Three days later, however, The New York Times ran a front-page story that outlined how Los Angeles was transforming itself through new retail and residential developments in previously passed-over locations. L.A., The New York Times concluded, had become more of a functional high-density city and less of the stereotypical sprawl that everyone wants to abandon.
Both stories had legitimate points to make. Yes, L.A. is a big, urban mess with lots of problems, while the suburbs are still sitting pretty. But the hometown Times failed to pick up on the subtle and potentially profound changes in how the city is being developed these days changes that have made Los Angeles surprisingly livable and desirable.
The most obvious example is last week’s opening of The Grove, the attractive open-air center of shops, movie theaters and restaurants that’s likely to become a retail centerpiece for anyone living in or around the Fairfax area. Within the next year, that will include the residents of more than 1,000 apartments under construction just up the block on 3rd Street.
But Angelenos are reclaiming portions of their city in other less noticeable ways.
Look at the weekend crowds going to the Home Depot’s massive Expo design store in Westwood (on the site of the former Macy’s/Bullocks complex). Look at the 4,000 downtown lofts that are either under construction or in development. Look at the slow-but-steady cleanup efforts in Hollywood as well as plans for a 120,000-square-foot shopping center at the corner of Vermont and Manchester avenues, an area that 10 years ago had little hope of attracting interest by developers or national chains.
Little of this has been orchestrated. For all the rhetoric about how the city is controlled by the downtown bureaucracy, Los Angeles is, in many ways, a very decentralized place, where much of the development-related decision-making gets done on a community level.

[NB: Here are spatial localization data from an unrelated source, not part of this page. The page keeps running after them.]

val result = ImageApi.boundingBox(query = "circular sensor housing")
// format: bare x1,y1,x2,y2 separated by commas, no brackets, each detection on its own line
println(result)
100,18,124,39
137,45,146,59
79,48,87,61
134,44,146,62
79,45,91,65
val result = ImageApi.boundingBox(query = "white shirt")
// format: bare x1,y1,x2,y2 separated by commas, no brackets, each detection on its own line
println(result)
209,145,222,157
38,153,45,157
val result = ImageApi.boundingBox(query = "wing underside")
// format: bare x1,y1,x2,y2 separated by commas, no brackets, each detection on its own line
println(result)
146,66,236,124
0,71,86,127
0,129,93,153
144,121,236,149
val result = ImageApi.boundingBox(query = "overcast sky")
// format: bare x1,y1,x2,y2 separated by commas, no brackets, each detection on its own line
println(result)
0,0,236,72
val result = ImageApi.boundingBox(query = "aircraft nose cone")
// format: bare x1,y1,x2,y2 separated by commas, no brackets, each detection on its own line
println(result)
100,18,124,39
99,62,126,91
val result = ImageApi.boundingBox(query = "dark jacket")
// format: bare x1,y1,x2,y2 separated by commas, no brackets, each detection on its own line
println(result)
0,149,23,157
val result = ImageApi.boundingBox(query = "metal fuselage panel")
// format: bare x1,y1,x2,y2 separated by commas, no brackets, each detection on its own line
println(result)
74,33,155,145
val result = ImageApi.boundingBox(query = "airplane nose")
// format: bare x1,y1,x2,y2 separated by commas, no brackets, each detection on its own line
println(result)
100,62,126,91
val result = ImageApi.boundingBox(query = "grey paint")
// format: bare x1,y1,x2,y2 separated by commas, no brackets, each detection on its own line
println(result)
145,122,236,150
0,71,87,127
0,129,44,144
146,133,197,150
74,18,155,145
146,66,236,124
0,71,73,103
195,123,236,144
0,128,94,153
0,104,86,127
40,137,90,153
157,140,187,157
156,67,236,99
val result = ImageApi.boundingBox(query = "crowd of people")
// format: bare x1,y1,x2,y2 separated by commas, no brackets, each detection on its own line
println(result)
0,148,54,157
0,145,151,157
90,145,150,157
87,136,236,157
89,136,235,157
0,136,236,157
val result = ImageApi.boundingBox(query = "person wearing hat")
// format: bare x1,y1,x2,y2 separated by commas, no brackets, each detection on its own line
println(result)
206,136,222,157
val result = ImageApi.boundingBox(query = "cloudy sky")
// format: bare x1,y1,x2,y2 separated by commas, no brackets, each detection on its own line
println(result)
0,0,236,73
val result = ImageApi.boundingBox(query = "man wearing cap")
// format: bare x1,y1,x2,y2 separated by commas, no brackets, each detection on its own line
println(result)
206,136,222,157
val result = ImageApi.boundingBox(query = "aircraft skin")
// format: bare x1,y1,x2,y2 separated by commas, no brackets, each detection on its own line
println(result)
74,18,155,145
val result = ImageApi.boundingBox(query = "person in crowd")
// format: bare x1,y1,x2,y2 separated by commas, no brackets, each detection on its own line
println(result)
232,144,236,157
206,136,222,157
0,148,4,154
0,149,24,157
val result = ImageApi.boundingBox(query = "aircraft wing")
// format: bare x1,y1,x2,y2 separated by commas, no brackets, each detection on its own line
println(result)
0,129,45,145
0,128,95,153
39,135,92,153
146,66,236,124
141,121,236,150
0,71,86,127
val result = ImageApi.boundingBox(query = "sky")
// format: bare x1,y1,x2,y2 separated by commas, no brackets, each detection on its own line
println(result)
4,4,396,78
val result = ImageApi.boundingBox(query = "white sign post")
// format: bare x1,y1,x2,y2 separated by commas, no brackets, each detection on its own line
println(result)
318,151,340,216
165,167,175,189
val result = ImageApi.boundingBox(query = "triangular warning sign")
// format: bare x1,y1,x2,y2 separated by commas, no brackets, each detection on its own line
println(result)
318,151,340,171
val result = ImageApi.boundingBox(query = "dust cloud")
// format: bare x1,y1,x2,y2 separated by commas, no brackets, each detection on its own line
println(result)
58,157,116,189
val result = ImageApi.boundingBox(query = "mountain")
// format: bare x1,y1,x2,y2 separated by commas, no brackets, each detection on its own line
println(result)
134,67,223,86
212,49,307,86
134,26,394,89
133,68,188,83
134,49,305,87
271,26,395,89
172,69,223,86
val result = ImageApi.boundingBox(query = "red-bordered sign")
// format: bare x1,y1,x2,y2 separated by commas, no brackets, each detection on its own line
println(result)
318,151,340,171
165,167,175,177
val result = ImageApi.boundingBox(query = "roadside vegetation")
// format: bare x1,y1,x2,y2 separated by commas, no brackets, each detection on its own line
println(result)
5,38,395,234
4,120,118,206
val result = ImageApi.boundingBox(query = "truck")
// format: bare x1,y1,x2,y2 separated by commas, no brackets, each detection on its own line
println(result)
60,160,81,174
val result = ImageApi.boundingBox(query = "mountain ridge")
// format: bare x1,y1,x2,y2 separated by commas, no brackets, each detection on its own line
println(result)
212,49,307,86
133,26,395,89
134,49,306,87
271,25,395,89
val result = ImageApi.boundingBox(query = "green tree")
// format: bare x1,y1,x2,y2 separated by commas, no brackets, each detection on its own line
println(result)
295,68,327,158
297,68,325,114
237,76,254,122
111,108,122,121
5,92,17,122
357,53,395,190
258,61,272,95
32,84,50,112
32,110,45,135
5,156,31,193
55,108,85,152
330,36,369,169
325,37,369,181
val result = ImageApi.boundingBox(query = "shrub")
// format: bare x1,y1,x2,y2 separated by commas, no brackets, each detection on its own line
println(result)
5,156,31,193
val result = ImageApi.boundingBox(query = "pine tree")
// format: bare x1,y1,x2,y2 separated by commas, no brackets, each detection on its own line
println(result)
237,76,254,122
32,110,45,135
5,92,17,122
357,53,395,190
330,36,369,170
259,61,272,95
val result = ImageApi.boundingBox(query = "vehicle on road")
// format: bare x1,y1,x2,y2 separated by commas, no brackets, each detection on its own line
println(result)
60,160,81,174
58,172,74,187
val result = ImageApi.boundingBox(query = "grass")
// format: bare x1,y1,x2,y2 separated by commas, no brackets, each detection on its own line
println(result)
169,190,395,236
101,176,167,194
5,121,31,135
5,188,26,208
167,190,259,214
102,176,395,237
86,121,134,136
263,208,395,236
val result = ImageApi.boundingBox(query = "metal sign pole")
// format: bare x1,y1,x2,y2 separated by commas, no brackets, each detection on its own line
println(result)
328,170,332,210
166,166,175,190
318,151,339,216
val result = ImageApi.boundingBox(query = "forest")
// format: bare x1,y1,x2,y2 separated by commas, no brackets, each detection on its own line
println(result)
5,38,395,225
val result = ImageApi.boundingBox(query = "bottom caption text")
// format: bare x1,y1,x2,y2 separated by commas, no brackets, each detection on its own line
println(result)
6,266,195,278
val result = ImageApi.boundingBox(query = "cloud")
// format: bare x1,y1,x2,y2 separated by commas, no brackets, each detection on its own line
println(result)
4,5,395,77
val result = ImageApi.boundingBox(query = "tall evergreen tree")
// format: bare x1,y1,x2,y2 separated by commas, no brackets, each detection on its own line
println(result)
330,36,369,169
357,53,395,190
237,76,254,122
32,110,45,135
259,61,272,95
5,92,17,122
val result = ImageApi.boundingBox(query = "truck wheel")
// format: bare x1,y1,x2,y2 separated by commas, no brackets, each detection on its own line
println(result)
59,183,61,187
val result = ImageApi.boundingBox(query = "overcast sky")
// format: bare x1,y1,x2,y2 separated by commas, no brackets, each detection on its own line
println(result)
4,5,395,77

The lobbying efforts of a homeowners group or a business improvement district can greatly influence that district’s city council member who, in turn, has broad discretion on whether a project lives or dies.

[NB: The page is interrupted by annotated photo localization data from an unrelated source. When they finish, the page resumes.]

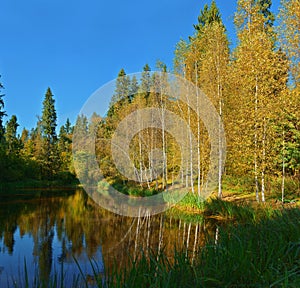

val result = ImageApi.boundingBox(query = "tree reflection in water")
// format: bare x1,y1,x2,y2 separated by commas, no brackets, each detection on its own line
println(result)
0,188,217,287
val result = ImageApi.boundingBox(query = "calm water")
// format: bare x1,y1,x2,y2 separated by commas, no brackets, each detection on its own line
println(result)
0,188,217,287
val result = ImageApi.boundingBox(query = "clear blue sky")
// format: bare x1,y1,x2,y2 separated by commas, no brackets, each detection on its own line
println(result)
0,0,280,132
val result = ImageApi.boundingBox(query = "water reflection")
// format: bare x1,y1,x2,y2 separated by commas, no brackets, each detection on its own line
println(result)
0,189,217,287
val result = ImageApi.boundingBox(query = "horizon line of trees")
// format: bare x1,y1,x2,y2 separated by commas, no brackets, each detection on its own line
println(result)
0,86,75,182
0,0,299,204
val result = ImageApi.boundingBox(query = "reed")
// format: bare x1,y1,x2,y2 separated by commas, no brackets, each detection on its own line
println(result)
7,207,300,287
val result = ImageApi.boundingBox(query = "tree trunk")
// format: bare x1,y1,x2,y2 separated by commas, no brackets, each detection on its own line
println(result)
254,76,260,202
281,130,285,203
195,62,202,197
261,117,266,202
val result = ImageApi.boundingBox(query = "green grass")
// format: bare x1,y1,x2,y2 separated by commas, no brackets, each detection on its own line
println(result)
106,207,300,287
105,180,160,197
270,177,300,203
204,197,282,224
4,184,300,287
172,192,281,225
175,192,206,211
10,206,299,288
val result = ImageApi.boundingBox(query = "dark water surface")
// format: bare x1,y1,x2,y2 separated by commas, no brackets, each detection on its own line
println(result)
0,188,217,287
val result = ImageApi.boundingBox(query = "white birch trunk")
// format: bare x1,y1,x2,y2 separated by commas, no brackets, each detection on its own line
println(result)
261,117,266,202
254,76,260,202
281,130,285,203
195,62,201,197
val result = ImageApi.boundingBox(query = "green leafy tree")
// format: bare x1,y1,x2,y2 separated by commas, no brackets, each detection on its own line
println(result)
74,114,88,140
235,0,274,31
20,128,33,158
20,128,29,145
174,39,189,76
31,118,44,161
278,0,300,86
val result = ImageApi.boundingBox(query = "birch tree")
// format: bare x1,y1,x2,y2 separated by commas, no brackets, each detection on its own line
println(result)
175,1,229,198
278,0,300,86
230,0,288,202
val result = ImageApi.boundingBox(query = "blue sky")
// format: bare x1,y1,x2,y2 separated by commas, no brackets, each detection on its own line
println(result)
0,0,280,132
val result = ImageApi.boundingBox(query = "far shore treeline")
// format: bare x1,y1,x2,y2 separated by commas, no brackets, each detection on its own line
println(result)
0,0,299,203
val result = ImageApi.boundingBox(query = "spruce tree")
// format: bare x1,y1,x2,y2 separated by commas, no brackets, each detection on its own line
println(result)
41,87,58,178
108,68,130,118
139,64,151,100
42,88,57,142
0,77,6,142
193,0,222,33
111,69,130,105
129,75,139,101
58,118,73,173
5,115,19,153
64,118,72,134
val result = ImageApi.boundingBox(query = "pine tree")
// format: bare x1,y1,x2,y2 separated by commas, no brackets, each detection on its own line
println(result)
58,118,73,173
64,118,72,134
129,75,139,101
107,69,131,123
140,64,151,98
193,0,222,33
0,77,6,142
41,87,58,178
42,88,57,142
5,115,20,153
111,68,130,105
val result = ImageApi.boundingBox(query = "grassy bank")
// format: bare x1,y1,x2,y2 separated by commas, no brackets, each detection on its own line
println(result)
106,207,300,288
3,175,300,287
6,200,299,288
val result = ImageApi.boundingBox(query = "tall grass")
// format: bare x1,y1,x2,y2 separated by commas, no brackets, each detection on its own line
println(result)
107,208,300,287
204,197,283,224
176,193,206,211
6,206,300,287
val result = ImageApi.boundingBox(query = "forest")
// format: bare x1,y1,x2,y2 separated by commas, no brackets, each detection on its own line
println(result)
0,0,300,287
1,0,299,204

It almost always centers on an area’s needs and a developer’s opportunities. As of the 2000 Census, there were 3.3 million housing units in all of Los Angeles County, and the value of those units keeps going up. February’s median price was a record $237,000, up 15 percent from a year earlier and 40 percent from five years ago. The February prices were fueled by the best sales period since the last housing boom in 1989.
Going beyond dollars and cents
Doubters will note that those escalating numbers reflect low interest rates (already creeping up) and limited supply. But when buying a house, there’s always more involved than numbers. This is the place, after all, where kids are raised and life gets played out. It’s your home.

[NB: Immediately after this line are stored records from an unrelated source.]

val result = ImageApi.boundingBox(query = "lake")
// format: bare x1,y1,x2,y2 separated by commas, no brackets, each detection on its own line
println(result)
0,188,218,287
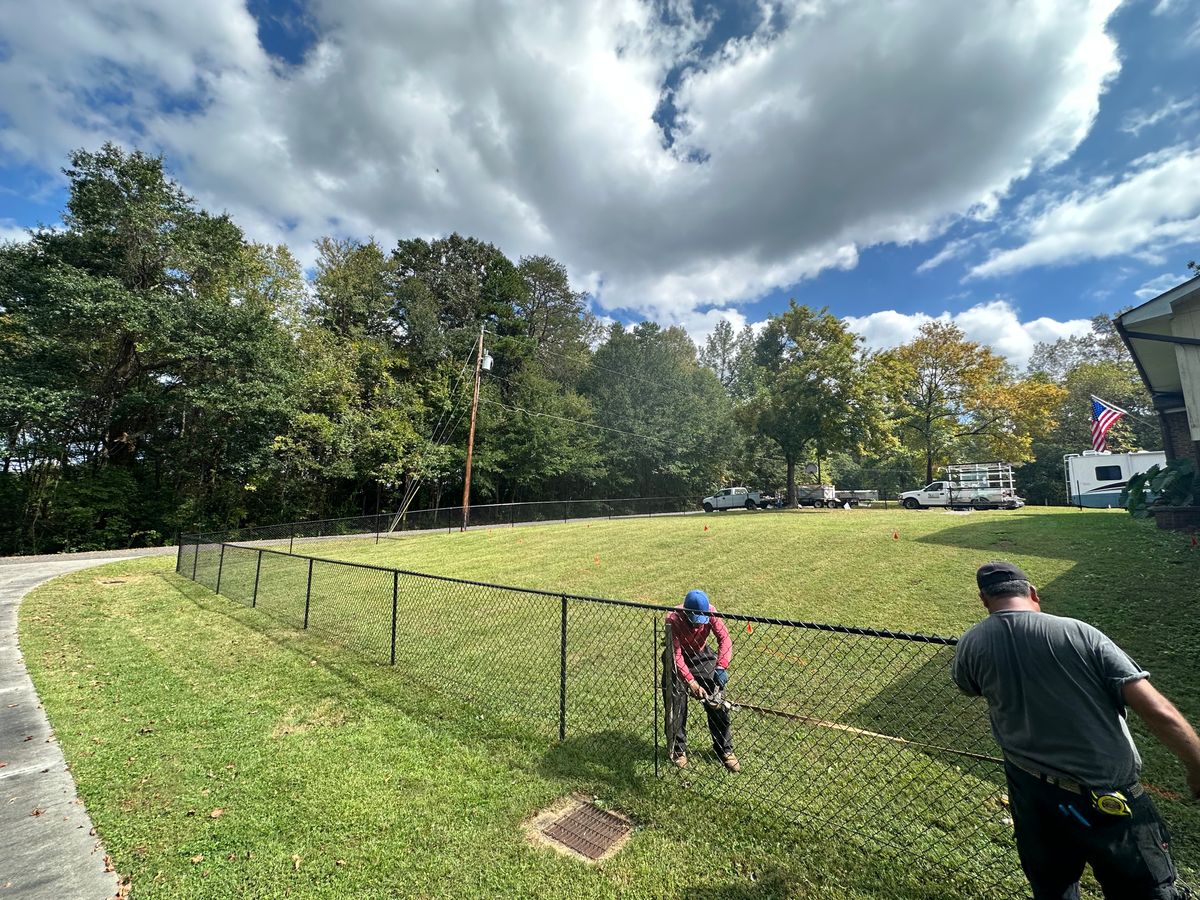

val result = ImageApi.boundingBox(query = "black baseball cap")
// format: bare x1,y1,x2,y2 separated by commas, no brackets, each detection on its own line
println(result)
976,560,1030,591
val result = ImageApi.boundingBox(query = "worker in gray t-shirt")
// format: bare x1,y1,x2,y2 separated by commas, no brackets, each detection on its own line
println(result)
952,560,1200,900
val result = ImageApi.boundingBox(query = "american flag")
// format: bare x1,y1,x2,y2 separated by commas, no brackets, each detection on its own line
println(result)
1091,396,1126,452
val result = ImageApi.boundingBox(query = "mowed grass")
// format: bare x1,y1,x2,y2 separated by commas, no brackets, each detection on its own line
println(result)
21,507,1200,897
24,557,974,900
306,507,1200,876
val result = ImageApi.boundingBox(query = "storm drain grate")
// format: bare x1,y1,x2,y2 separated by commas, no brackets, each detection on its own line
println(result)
532,797,632,862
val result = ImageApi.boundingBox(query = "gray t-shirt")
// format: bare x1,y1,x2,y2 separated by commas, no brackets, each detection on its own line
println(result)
951,610,1149,787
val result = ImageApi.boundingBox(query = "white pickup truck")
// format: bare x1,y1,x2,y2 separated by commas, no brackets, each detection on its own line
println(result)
900,463,1024,510
702,487,763,512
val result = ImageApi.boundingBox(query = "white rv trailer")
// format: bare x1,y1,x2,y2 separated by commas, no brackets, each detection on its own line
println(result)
1063,450,1167,508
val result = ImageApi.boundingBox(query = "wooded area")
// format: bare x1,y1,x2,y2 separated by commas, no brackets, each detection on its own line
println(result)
0,145,1159,553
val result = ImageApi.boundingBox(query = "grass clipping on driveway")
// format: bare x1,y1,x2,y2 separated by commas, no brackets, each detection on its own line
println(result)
20,508,1200,898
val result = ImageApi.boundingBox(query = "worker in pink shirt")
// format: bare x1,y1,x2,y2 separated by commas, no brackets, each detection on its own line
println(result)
663,589,739,772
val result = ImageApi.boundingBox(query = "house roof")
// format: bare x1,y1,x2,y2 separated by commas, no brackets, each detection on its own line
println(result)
1115,273,1200,406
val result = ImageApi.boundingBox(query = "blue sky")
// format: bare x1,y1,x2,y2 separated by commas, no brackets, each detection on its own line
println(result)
1,0,1198,367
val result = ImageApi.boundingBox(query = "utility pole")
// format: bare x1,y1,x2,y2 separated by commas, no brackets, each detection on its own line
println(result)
461,325,486,532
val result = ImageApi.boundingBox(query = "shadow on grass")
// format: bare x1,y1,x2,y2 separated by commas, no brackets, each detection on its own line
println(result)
678,870,797,899
159,572,1024,898
539,730,654,790
913,513,1200,884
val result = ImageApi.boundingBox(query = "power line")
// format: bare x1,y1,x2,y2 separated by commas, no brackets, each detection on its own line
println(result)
427,342,478,447
483,329,665,391
478,397,669,446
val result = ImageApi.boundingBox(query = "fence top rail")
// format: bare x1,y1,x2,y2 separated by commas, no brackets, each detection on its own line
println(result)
188,496,699,540
226,540,959,646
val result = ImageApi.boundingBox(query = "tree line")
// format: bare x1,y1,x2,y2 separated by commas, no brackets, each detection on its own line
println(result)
0,146,1156,553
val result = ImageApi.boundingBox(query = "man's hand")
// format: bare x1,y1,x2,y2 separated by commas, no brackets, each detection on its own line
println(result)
688,680,704,699
714,668,729,689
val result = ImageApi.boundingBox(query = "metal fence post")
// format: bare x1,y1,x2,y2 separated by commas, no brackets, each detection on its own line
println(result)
191,538,199,580
664,619,675,760
653,616,660,778
215,544,226,594
289,523,295,554
390,571,398,666
252,549,262,607
175,537,183,574
559,595,568,741
303,558,313,629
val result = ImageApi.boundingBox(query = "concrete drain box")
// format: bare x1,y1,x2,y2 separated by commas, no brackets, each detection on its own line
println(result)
526,795,632,862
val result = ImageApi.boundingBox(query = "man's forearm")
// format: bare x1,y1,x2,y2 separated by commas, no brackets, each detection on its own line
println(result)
1143,708,1200,773
1126,681,1200,774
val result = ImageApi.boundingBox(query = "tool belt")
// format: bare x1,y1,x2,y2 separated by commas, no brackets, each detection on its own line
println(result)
1006,757,1143,816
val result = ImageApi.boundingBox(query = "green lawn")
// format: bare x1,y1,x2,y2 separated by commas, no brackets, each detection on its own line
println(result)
22,507,1200,897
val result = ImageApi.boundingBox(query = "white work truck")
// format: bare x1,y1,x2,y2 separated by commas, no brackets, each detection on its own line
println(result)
702,487,763,512
900,463,1024,510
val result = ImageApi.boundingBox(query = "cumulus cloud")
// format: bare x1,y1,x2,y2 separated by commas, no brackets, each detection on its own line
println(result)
843,300,1093,368
969,146,1200,278
0,0,1122,320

Such comfort has little to do with museums and concert halls. It’s about basic needs and services. It means being within a few minutes of a supermarket, dry cleaner, bank and drug store. It also means being able to catch a quick movie or going over to the neighborhood restaurant for a plate of pasta.
These always have been important considerations, but with freeways and surface streets at near gridlock conditions most any time of the day, they become critical.
My own neighborhood is a good example of how necessity has galvanized community. Every day at about 3 p.m., the intersection of Westwood and Santa Monica Boulevards becomes so congested that drivers can routinely expect to tack on an extra 10 minutes to their trip. In that tangle, you can forget about driving to the store for a quart of milk.
But what about walking to the store for a quart of milk? Our house is within a five-minute walk of a supermarket, a drug store, a bakery, two dry cleaners, four banks, a bookstore, a bagel shop, and a half dozen or more restaurants.
My neighborhood, in short, works surprisingly like Manhattan, where feet are often preferable to tires. It’s that way for other communities around town, such as Brentwood, Sherman Oaks, Pasadena, Santa Monica, Los Feliz, Koreatown, and now, it appears, Fairfax. Consider how much faster downtown residential development would have happened with just a single supermarket to serve that community.
There is nothing orderly about this kind of growth. Unlike the stamped-out tracts in Santa Clarita or beyond, L.A. will always have its gritty undercurrents: crime, congestion, bad schools, etc. But along with that comes the vitality of a major city, especially one as ethnically diverse as Los Angeles. The trick is in traversing all the bad stuff in search of a comfortable, if somewhat frenetic, way of living life.